Five Portland Indie Games You Should Play

This is part of a cover feature on the Portland video game industry, focusing heavily on Fullbright and its games Gone Home and Tacoma. Find the main piece here.

Monsters Ate My Birthday Cake (SleepNinja Games)

An outgrowth of Will Lewis' Portland Indie Game Squad, Monsters Ate My Birthday Cake (pictured at top) is a tribute to the golden age of Super Nintendo games. This action puzzler was picked up by Cartoon Network before it was even finished. On a quest to retrieve all the pieces of his birthday cake, a kid in a ridiculous Adventure Time outfit teams with a pack of cute, little monsters—each with a special power. $4.99 at the App Store and Google Play.

Mayday! Deep Space (Mountain Machine Studios)

Sci-fi author, roboticist and polymath Daniel H. Wilson is apparently obsessed with voice-controlled apparatus—this is a high-concept, voice-control-only game written by Wilson and programmed by the five-dude team at Mountain Machine. You are answering a mayday call from the USS Appaloosa, and must guide a doomed little guy to safety using only the sound of your voice. "Run left! Keep going!" Meanwhile, the story grows more and more complex. I am a mumbler, which made this game difficult for strictly technical reasons; but anecdotally, one guy's grandma beat the game with no difficulty, while the experienced gamer wallowed. This is one of the most innovative games released in 2014. $2.99 at the App Store; iOS only.


Skullduggery! (ClutchPlay Games)

ClutchPlay producer Amy Dallas is not a heartless sadist bent on crushing the human spirit. I feel the need to point this out, having spent hours inventing new ways to cuss ("Why don't you—feh! Gawd-cun-fuh-shi-fuckfuckfuck…") while playing ClutchPlay's Skullduggery!, an ingeniously maddening little mobile game that requires propelling around a broken skull using its own brain as a slingshot. Every bit as much as Angry Birds, it taxes the reward centers of the brain into apoplectic submission. $2.99 at the App Store; free at Google Play, $2.99 to remove ads.


Umbilicus: Descent Team Delta (PIGSquad)

Every month, the Portland Indie Game Squad conducts 48-hour-game jams, in which teams of game makers undergo a marathon stretch to create games that are usually simple but often experimental.
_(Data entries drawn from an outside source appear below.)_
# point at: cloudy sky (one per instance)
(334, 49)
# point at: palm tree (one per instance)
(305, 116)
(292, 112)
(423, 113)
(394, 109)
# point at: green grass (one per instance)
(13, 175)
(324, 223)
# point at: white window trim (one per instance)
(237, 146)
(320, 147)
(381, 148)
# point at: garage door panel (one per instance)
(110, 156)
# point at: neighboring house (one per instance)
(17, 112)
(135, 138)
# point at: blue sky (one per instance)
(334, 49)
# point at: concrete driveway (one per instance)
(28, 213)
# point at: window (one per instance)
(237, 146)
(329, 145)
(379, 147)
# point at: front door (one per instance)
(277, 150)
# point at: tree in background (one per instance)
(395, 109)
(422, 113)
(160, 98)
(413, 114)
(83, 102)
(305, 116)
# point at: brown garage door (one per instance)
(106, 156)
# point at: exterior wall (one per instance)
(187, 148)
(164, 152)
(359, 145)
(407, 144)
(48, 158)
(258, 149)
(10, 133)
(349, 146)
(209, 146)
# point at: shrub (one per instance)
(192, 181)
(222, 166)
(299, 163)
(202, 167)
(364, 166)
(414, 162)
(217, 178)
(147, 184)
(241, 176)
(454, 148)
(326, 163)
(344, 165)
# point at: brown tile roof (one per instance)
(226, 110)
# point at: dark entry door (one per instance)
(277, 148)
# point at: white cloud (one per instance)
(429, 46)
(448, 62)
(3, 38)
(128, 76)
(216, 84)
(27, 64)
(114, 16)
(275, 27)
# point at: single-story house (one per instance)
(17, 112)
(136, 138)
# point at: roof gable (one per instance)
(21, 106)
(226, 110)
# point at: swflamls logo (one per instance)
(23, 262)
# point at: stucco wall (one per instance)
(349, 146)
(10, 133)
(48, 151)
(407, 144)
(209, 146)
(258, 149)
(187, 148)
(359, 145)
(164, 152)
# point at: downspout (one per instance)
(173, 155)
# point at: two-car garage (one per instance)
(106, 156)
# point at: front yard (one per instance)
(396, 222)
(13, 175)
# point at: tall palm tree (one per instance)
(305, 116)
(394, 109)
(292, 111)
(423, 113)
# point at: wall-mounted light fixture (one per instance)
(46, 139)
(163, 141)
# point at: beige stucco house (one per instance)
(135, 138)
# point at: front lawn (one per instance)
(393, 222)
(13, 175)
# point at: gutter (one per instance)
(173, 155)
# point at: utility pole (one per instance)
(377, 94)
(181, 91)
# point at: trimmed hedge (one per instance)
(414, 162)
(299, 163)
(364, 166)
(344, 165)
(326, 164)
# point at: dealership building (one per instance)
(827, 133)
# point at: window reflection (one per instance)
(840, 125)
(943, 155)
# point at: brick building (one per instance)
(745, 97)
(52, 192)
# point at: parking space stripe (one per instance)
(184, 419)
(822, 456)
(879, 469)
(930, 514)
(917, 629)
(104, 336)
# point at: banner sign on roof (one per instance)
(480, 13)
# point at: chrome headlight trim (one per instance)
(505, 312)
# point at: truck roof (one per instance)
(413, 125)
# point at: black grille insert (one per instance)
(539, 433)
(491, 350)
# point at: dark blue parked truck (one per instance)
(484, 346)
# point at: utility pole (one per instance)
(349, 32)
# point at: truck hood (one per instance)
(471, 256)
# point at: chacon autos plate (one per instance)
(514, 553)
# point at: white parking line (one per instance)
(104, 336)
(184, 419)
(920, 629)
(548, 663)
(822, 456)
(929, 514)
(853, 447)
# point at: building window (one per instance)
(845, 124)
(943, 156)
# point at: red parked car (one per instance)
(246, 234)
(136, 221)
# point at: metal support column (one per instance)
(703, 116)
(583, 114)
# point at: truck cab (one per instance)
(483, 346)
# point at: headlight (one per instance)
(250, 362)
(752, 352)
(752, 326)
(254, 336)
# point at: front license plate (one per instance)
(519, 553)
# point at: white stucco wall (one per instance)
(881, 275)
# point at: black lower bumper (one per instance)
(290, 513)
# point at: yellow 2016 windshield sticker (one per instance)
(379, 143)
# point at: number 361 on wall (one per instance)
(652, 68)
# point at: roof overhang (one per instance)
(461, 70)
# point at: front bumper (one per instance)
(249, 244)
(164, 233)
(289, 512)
When asked to pick his favorites of the past three years, PIGSquad organizer Will Lewis first thought of Umbilicus: Descent Team Delta. It is a four-player cooperative game in which each player is tethered to the others as astronauts falling down a seemingly bottomless pit. If one dies, they all die. It is either a civics lesson, or instruction on the impossibility of civics. Free; globalgamejam.org.


XO (Jumpdrive Studios)

This computer game is still being made—due out next year—but it's already the game in Portland that indie developers will tell you they're the most excited about. You play a version of Commander Adama in Battlestar Galactica, head of a doomed space fleet constantly on the run from a nameless, implacable foe who far outclasses you while people under your command turn on you in political intrigues. The game's demo—drawn in old-school, Tron-style vector graphics—is already compelling to play. Available in 2016.